Tuesday, May 01, 2007

Reflection from a Day at the Zoo

Yesterday I was able to visit the St. Louis Zoo for a few hours. I haven’t been to the St. Louis Zoo in a very long time (for those of you who don’t know, the St. Louis Zoo is free so if you ever get a chance to visit, do!). Penguins are some of my favorite creatures on Earth and a few years ago the zoo installed a new Penguin and Puffin House. For whatever reasons, I never made it to the zoo and didn’t get to see the Penguin exhibit until yesterday.

Anyway, I was walking around the zoo yesterday looking not just at the penguins, but all the animals. After having worked in the Science Center at Timber-lee last year I made it a point to spend extra time in the herpetarium (reptile house) and watching the prairie dogs. I also surprised myself by how much I enjoyed strolling through the insectarium.

As I made my way through the zoo I was reminded by how fragile the world we live in is. So many creatures are on the verge of extinction. For example, did you know that there are only about 450 Siberian tigers left alive in the wild? Siberian tigers are so few in number that there are no longer tigers left in Siberian and instead of being called Siberian tigers that species is now known as Amur tigers. It’s so tragic that such a noble, fascinating, and ferocious creature might be wiped off the Earth in the next few years. What is even more tragic is that they have been killed off for fur and teeth.

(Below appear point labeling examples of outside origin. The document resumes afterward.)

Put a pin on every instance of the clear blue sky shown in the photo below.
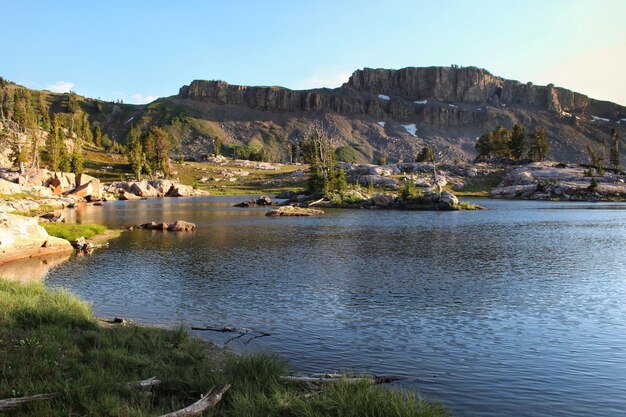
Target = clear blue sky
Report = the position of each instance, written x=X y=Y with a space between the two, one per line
x=135 y=50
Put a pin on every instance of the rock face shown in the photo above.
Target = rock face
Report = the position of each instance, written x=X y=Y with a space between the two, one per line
x=22 y=237
x=400 y=111
x=400 y=95
x=44 y=183
x=133 y=190
x=291 y=211
x=553 y=181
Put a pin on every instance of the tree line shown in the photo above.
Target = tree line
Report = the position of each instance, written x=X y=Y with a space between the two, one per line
x=39 y=137
x=513 y=144
x=148 y=152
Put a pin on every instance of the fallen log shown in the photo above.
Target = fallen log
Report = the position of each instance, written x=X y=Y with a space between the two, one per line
x=145 y=384
x=254 y=334
x=331 y=378
x=195 y=409
x=11 y=403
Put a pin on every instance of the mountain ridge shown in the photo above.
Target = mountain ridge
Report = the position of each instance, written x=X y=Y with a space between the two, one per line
x=375 y=112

Walking through the zoo reminded me of a short trip I took last week to the Chicago suburbs. I had a couple of teaching interviews in the suburbs last week. I took advantage of the journey and visited and spent the night with a best friend that I haven’t seen in nearly two years. As I was driving from one town to the next I saw a sight that made me laugh and cry at the same time. I was driving along a highway and I passed a farm with a barn and silo and small field. Surrounding the farm on three sides were all of these cookie-cutter homes that are so expensive (about $200,000) that no one I know personally could ever afford to buy one. I laughed because that single farm looked so out of place, but I cried because if I ever drive on that road again, that farm will be gone and replaced by another subdivision of ugly cookie-cutter homes or a strip mall or convenience store.

People, come on! Do we really need another convenience store or strip mall? Do we really need any more department stores? Do we really need to be ripping up land and burning natural habitats just to try planting Westernized farms that aren’t going to grow properly because the way people farm in the Midwestern U.S. doesn’t work in South America and Asia (In case you’re unfamiliar with a rhetorical question the answer to all the three questions posed is no)?

We’re killing ourselves and we don’t even realize it. Of course, I shouldn’t be surprised. I mean, even though I don’t have the specifics, the Bible has given me a rough outline about how things will end. So much that I see around me affirms that. I guess that I was just shocked by how far we’ve fallen and that we are much closer to the end than I imagined.